The Creator. “The act of creating a golem is often associated with the divine power of creation,” Jewish blogger Maria Bywater notes. After all, it involves harnessing otherworldly forces to shape and mold the physical world.
The golems’ humble creators, however, were fully aware that they themselves were not God. Instead, they recognized that along with their great power came great responsibility for helping humanity, prioritizing individual humans’ well-being, and knowing when and how to stop their creative undertaking.

The Golem. Lacking the divinely endowed qualities of a soul, true consciousness, free will, a conscience, and moral discernment, a golem can never become human.
Having been forged in the image of God, a human’s essential identity is spiritual and cannot be outsourced or replicated. A golem is, instead, an animated tool whose purpose is to support or serve as a partner in human endeavors, not to take over humans’ roles in the world.
Thus, it’s not uncommon in golem stories to find hints of a rabbi’s deliberations about whether a golem is truly necessary, which specific tasks only the golem can or should do, when to bring the golem to life, and what signals it has served its purpose.
The ethics. “Jewish folklore had already identified the dangers of power divorced from moral conscience centuries before the term ‘artificial intelligence’ was coined,” Campbell observes.
And yet there has never been a universal call for the permanent destruction of either the Golem or AI, their potential for great good outweighing their dangers. Instead, we choose to implement practical boundaries such as human oversight and liability frameworks, code sandboxing and kill switches.

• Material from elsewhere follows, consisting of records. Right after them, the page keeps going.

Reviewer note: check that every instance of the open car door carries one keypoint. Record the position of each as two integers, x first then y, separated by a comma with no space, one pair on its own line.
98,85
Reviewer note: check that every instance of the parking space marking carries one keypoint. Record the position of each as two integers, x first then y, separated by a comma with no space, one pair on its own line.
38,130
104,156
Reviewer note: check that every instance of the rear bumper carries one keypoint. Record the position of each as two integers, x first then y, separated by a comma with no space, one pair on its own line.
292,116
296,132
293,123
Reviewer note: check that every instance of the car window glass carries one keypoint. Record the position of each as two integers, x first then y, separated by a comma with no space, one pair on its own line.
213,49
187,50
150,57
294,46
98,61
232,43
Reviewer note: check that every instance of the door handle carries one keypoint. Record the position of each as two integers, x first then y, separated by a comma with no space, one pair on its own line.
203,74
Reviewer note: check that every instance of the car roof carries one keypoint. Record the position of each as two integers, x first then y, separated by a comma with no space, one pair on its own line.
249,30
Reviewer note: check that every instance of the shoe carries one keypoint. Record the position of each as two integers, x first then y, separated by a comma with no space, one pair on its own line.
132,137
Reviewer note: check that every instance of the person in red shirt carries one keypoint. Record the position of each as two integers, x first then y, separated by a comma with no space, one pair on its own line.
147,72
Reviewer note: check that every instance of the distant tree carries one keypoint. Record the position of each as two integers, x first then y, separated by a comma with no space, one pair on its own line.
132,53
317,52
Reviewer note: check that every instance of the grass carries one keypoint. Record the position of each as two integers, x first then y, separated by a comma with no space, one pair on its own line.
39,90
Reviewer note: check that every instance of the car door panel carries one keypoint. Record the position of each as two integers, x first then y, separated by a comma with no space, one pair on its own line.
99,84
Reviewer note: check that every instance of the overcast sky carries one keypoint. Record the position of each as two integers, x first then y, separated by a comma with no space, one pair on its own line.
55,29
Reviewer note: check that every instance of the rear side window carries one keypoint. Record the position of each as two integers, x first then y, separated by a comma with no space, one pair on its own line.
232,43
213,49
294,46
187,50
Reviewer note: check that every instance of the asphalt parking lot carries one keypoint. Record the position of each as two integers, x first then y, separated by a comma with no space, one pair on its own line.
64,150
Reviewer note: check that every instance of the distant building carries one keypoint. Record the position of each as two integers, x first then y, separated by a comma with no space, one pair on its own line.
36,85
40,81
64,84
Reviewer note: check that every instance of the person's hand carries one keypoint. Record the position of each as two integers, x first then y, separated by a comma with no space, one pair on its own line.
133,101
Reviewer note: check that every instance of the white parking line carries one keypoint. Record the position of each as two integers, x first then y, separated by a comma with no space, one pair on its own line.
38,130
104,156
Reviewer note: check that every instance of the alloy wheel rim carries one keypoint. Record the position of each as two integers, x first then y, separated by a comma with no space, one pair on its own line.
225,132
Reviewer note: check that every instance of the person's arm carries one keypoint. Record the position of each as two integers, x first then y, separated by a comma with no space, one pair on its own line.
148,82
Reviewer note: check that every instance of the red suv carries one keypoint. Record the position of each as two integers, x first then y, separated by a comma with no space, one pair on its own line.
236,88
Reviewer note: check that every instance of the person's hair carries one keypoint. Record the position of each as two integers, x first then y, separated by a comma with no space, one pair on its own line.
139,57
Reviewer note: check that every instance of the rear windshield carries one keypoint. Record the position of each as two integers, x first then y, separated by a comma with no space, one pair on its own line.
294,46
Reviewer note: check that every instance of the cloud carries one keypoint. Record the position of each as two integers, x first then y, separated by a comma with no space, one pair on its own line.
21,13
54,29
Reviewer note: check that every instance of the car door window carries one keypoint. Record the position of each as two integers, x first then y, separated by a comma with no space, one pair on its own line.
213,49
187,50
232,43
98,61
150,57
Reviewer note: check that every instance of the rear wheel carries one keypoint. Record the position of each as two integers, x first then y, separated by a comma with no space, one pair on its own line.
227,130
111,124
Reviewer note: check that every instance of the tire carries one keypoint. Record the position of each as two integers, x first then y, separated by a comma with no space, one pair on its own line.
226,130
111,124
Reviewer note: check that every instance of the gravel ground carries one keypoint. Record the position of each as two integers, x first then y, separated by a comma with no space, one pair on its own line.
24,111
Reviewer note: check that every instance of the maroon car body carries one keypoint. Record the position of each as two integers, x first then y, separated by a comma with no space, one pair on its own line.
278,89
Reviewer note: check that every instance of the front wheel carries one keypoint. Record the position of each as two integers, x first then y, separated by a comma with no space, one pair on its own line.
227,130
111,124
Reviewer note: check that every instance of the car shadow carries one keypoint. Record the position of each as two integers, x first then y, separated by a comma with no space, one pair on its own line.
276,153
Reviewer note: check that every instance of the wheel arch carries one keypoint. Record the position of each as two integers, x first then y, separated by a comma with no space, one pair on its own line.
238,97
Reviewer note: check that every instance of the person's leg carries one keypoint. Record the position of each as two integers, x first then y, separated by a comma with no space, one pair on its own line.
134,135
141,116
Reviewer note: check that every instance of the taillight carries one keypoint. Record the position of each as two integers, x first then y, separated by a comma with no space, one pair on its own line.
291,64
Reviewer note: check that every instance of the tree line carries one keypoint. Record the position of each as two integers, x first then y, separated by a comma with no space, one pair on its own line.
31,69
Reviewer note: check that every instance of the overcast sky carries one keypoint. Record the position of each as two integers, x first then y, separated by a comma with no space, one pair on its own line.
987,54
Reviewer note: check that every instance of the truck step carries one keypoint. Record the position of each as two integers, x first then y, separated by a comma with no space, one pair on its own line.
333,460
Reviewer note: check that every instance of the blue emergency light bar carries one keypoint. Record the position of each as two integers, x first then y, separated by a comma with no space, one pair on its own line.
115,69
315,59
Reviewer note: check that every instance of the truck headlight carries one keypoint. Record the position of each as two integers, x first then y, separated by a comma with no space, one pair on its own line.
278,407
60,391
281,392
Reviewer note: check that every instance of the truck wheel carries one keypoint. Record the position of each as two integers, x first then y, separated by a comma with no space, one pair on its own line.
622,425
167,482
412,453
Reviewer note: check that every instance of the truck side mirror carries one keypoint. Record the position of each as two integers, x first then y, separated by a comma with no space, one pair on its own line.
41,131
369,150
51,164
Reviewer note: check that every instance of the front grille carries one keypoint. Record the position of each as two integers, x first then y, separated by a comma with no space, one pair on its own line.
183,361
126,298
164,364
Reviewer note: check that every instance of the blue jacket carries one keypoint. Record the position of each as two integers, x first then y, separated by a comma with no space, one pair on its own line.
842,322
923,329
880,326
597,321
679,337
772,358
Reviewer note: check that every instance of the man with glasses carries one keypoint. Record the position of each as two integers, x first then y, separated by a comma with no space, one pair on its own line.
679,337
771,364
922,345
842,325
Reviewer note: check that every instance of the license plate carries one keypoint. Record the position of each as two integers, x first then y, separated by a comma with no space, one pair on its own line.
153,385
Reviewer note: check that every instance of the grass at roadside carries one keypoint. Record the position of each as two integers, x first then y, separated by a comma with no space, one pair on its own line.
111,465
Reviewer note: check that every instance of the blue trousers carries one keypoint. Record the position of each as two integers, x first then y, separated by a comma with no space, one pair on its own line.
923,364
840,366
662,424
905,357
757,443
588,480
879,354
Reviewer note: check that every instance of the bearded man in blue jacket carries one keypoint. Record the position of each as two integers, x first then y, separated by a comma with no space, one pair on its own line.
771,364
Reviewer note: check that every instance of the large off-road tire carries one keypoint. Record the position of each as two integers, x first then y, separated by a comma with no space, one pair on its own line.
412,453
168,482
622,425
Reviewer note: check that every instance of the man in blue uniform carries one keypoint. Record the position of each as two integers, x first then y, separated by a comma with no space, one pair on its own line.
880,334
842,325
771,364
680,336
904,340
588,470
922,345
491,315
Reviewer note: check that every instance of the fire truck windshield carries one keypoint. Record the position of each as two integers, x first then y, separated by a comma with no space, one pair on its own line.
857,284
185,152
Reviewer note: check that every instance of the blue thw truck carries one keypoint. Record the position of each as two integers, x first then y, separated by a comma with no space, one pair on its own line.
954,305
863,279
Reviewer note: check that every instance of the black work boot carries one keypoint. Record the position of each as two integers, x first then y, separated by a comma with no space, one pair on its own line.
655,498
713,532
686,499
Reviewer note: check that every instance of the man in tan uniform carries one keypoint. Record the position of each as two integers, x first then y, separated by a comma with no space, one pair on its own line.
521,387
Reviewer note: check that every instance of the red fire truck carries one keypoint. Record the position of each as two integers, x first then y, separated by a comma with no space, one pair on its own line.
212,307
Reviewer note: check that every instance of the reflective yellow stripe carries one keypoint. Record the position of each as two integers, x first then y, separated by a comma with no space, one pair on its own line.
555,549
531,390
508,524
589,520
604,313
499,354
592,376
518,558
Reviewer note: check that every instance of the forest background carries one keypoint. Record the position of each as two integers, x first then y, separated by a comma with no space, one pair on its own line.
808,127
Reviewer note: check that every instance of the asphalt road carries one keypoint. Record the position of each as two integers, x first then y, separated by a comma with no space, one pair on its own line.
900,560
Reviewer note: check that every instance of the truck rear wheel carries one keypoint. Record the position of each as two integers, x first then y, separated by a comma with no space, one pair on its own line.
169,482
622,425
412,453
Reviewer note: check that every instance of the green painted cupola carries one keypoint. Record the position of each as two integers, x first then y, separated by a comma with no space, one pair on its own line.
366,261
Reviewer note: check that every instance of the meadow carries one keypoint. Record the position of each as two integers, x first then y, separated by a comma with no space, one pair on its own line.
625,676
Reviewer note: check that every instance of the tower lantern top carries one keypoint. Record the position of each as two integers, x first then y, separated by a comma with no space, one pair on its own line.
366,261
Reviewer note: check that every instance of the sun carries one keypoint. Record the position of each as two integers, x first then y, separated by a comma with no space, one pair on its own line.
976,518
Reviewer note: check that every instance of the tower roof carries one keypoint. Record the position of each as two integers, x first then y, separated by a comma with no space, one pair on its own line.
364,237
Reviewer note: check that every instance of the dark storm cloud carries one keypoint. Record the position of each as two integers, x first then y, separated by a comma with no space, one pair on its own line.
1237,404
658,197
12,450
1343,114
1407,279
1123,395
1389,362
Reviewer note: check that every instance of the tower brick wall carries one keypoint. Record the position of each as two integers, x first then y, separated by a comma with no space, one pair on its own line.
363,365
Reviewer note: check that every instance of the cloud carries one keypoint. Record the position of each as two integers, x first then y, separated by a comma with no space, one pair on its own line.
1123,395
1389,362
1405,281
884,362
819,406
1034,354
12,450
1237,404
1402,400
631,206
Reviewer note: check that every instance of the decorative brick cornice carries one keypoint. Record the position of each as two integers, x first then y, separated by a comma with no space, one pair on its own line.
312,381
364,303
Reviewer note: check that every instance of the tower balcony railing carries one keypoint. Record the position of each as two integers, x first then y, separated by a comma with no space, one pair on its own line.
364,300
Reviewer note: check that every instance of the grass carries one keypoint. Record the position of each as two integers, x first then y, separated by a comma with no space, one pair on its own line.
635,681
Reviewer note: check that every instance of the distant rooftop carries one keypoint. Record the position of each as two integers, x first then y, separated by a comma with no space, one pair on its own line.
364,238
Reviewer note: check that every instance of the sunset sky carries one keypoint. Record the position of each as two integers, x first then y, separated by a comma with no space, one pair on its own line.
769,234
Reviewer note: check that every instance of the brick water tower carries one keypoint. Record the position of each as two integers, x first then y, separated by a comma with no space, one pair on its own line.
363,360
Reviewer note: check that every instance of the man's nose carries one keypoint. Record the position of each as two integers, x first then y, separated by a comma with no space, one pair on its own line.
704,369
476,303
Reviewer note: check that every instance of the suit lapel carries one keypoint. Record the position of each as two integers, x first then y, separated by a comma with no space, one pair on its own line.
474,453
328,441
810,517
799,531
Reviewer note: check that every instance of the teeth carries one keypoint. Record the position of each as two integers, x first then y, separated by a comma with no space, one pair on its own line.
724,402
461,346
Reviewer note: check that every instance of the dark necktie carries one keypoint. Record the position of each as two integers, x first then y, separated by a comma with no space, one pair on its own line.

In the long run, however, just as in the golem stories, the most significant influence on responsible AI design, data, and application will be its ethical principles.
“Emphasizing the ethical and moral responsibilities that come with creation-like power,” Marc Dweck, a junior at a yeshiva high school, elaborates, “the golem stories remind us that while human ingenuity can achieve remarkable feats, it must always be tempered with wisdom and humility.”
“The Jewish community learned to live with every technology developed until now, and we will do the same with today’s technology, too,” Rabbi Jacob J. Schacter writes.
“History would suggest that rather than resist steel because it can be beaten into swords, we do better to embrace it and make plowshares instead.”
Literature to share
Heart of a Stranger: An Unlikely Rabbi’s Story of Faith, Identity, and Belonging by Angela Buchdahl. Born in Seoul to a Jewish American father and Buddhist Korean mother, Angela was already drawn to the rabbinate in her teen years. But would she be accepted as Jewish, even as a rabbi, in the Jewish community? Today a world-renowned religious leader, Buchdahl is the beloved, inspiring senior rabbi at New York City’s Central Synagogue. Her memoir is a personal story and a source of wisdom for living fully and spiritually.
The Heroes of October 7th: Heroic Stories for Children by Hadassa Ben Ari. From the Bible to the Holocaust, storytelling has been used to find meaning and hope in the face of tragedy and evil. Israeli author Hadassa Ben Ari used this approach to create a children’s book, one focused not on the specific events of Oct. 7 but on the many moments of heroism by ordinary people of every age. Intended for adults and youngsters to read and discuss together, this extensive collection of short, true tales is crafted to inspire confidence in one’s own heroic potential in difficult moments.